WICG / kv-storage

[On hold] A proposal for an async key/value storage API for the web
Other
550 stars 18 forks source link

Restrict allowed key types #39

Open pwnall opened 5 years ago

pwnall commented 5 years ago

IndexedDB supports a fairly large set of key types, and comparing between them isn't very intuitive. How about supporting an explicit subset?

Proposal:

The ordering has to remain the same as in IndexedDB, if we want the option of async iterators over keys / values.

Dates can be serialized to numbers when passed in -- I think this would be consistent with WebIDL.

The main missing element here is Array objects. This does preclude some nice use cases, but I claim those are more advanced. If I'm wrong, we can always expand the set of supported types, whereas it's harder / impossible to narrow it.

domenic commented 5 years ago

Previous discussion in #2. To be clear, you are only talking about restricting keys, not values?

One thing I'm missing is, what are the advantages of restricting?

pwnall commented 5 years ago

Sorry, I have no idea how I missed #2. Would you prefer that I close this and comment there?

I haven't opened an issue for values yet because I'm still thinking through that. I think we can mostly discuss keys and values separately.

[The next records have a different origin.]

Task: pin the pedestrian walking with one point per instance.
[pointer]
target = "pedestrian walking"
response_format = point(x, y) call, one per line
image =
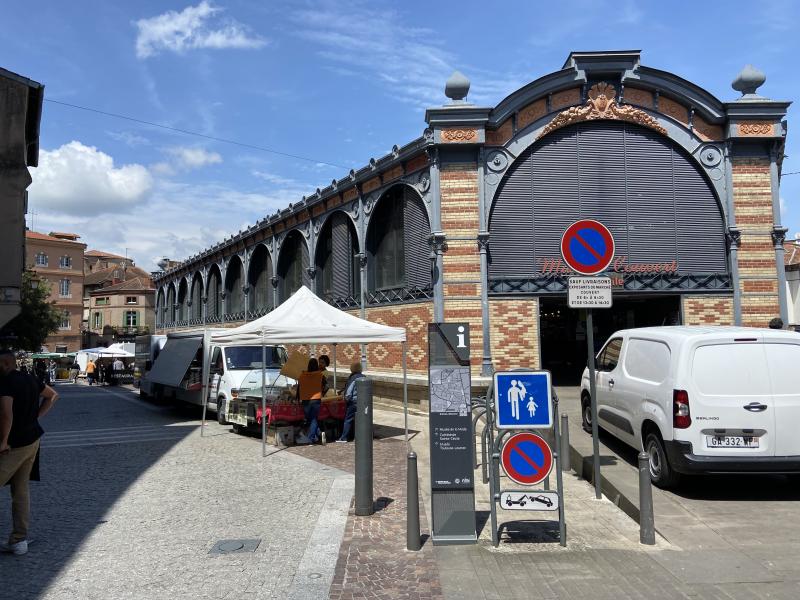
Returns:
point(351, 401)
point(91, 370)
point(20, 411)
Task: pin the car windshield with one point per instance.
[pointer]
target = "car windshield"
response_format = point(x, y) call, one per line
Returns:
point(249, 357)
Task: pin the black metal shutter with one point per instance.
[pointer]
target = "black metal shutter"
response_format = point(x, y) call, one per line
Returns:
point(511, 241)
point(416, 232)
point(342, 255)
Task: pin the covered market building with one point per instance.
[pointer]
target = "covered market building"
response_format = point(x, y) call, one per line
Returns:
point(464, 223)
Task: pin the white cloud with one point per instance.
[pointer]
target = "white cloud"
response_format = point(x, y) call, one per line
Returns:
point(191, 29)
point(185, 158)
point(81, 180)
point(375, 44)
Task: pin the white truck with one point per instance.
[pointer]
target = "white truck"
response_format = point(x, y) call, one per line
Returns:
point(177, 373)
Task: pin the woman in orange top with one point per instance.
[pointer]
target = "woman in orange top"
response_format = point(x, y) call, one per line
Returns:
point(310, 389)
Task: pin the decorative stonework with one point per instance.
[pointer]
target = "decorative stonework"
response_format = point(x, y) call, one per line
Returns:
point(499, 136)
point(755, 128)
point(638, 97)
point(705, 130)
point(459, 135)
point(602, 104)
point(532, 112)
point(673, 109)
point(565, 98)
point(371, 184)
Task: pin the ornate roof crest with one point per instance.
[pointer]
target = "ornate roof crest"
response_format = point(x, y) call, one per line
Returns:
point(602, 104)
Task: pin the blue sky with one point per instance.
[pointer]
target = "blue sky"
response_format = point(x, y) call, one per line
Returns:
point(336, 82)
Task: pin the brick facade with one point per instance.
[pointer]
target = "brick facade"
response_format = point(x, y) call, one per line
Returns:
point(758, 276)
point(707, 310)
point(515, 333)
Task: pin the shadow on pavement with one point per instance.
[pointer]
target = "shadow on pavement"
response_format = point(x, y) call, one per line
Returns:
point(80, 482)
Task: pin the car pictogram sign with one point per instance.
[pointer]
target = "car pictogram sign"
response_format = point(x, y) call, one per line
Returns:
point(587, 247)
point(527, 458)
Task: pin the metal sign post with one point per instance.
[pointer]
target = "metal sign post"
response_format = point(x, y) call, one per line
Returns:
point(522, 401)
point(587, 247)
point(451, 435)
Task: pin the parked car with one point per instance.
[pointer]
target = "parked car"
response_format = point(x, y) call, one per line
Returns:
point(701, 399)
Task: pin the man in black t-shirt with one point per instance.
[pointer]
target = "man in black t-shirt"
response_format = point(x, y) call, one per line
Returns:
point(19, 441)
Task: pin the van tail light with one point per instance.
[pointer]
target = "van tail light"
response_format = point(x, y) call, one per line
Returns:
point(681, 418)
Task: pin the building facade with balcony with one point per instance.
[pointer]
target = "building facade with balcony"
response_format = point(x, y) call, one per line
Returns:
point(57, 260)
point(121, 311)
point(464, 223)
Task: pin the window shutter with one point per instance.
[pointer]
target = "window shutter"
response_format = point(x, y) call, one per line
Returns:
point(416, 232)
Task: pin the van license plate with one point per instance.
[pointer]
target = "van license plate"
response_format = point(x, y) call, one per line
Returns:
point(731, 441)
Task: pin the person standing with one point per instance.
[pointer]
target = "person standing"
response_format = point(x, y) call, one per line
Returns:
point(20, 431)
point(351, 401)
point(91, 369)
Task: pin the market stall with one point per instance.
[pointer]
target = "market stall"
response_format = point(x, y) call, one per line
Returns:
point(307, 319)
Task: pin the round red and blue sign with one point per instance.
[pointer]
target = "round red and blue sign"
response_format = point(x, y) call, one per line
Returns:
point(587, 247)
point(526, 458)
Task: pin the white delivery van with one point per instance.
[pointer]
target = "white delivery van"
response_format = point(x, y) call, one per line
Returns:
point(701, 399)
point(177, 373)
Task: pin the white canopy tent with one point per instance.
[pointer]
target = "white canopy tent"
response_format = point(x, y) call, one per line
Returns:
point(303, 319)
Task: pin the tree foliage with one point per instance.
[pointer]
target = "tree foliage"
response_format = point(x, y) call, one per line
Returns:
point(37, 319)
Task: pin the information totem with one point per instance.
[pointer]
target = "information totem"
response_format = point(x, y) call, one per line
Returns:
point(451, 435)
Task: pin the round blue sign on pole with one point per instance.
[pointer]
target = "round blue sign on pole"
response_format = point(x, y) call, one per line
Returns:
point(526, 458)
point(587, 247)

I'd like to discuss this for two reasons:

1) Databases (especially Chrome's backing store) perform better with small (<= thousands of bytes) keys. Arrays invite larger keys. 2) I'd prefer a simpler conceptual model to a more complicated one, and fewer key / value types help there, IMHO

If we adopt all types right away, I'd prefer that we have good use cases. I can see reasons for number / string keys right away. I can see raw buffers used to squeeze more storage out of the DB.

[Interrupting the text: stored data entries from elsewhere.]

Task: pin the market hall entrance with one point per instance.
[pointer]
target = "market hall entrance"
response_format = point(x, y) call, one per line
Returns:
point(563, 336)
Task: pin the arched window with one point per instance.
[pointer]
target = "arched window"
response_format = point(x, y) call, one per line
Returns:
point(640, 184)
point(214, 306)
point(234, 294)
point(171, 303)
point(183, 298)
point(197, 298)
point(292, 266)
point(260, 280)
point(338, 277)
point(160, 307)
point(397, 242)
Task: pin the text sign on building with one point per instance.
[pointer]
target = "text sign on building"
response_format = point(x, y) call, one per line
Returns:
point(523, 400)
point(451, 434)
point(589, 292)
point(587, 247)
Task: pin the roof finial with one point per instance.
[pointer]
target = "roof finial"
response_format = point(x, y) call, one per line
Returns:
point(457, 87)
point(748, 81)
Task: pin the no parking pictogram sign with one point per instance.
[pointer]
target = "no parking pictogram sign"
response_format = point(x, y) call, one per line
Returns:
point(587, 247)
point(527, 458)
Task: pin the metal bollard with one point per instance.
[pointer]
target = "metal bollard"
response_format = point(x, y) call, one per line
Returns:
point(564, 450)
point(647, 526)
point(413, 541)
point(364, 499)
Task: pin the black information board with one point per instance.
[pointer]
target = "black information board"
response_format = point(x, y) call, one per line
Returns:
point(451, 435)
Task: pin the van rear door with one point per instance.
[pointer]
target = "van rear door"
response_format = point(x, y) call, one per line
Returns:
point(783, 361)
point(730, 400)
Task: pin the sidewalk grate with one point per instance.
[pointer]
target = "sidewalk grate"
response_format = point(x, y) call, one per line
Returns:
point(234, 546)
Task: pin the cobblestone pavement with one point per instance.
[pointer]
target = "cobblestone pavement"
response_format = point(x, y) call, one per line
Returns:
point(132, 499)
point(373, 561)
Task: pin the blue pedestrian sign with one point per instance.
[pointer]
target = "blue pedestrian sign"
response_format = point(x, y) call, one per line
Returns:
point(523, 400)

pwnall commented 5 years ago

Having written the above, I'm starting to think that I'd rather that we limit key sizes instead of types. What are your thoughts on the two axes?

domenic commented 5 years ago

No worries, a new fresh issue seems like a good idea in this case.

I'm not a heavy IDB user, but array keys seem really convenient for "tuple"-keyed storage. I'd love to get more feedback, either from users or from implementers who have worked with IDB users, to either substantiate or refute my intuition here. I agree that we could start out small though and expand upon encountering demand.

Restricting sizes seems pretty reasonable, but is there an easy way to determine key size? Maybe what we want here is a new option for IDB databases which allows them to reject all keys over a certain size? Is key size computation interoperable?

pwnall commented 5 years ago

Answering the last question: key serialization is implementation-dependent. To be consistent across browsers, we'd have to define some cost model and use that.

We can have a simple and efficient model as long as we leave Arrays out -- numbers would be in, strings and native arrays would have caps on their lengths / buffer sizes. Once we add Arrays, we'd have to come up with a full cost model, so the cost of an Array would be the sum of its elements + fixed overhead.

This is additional complexity for the implementation and spec. As a high-level API, I think it's worth taking up the extra complexity in order to keep developers on a "happy" path.

vweevers commented 5 years ago

I'm not sure how relevant this is, but array keys could be useful for compound indexes. For example [author, publisher] when storing books. Then, through key ranges you can answer queries like "give me all books by Roald Dahl", e.g. greater than ["Roald Dahl", ""].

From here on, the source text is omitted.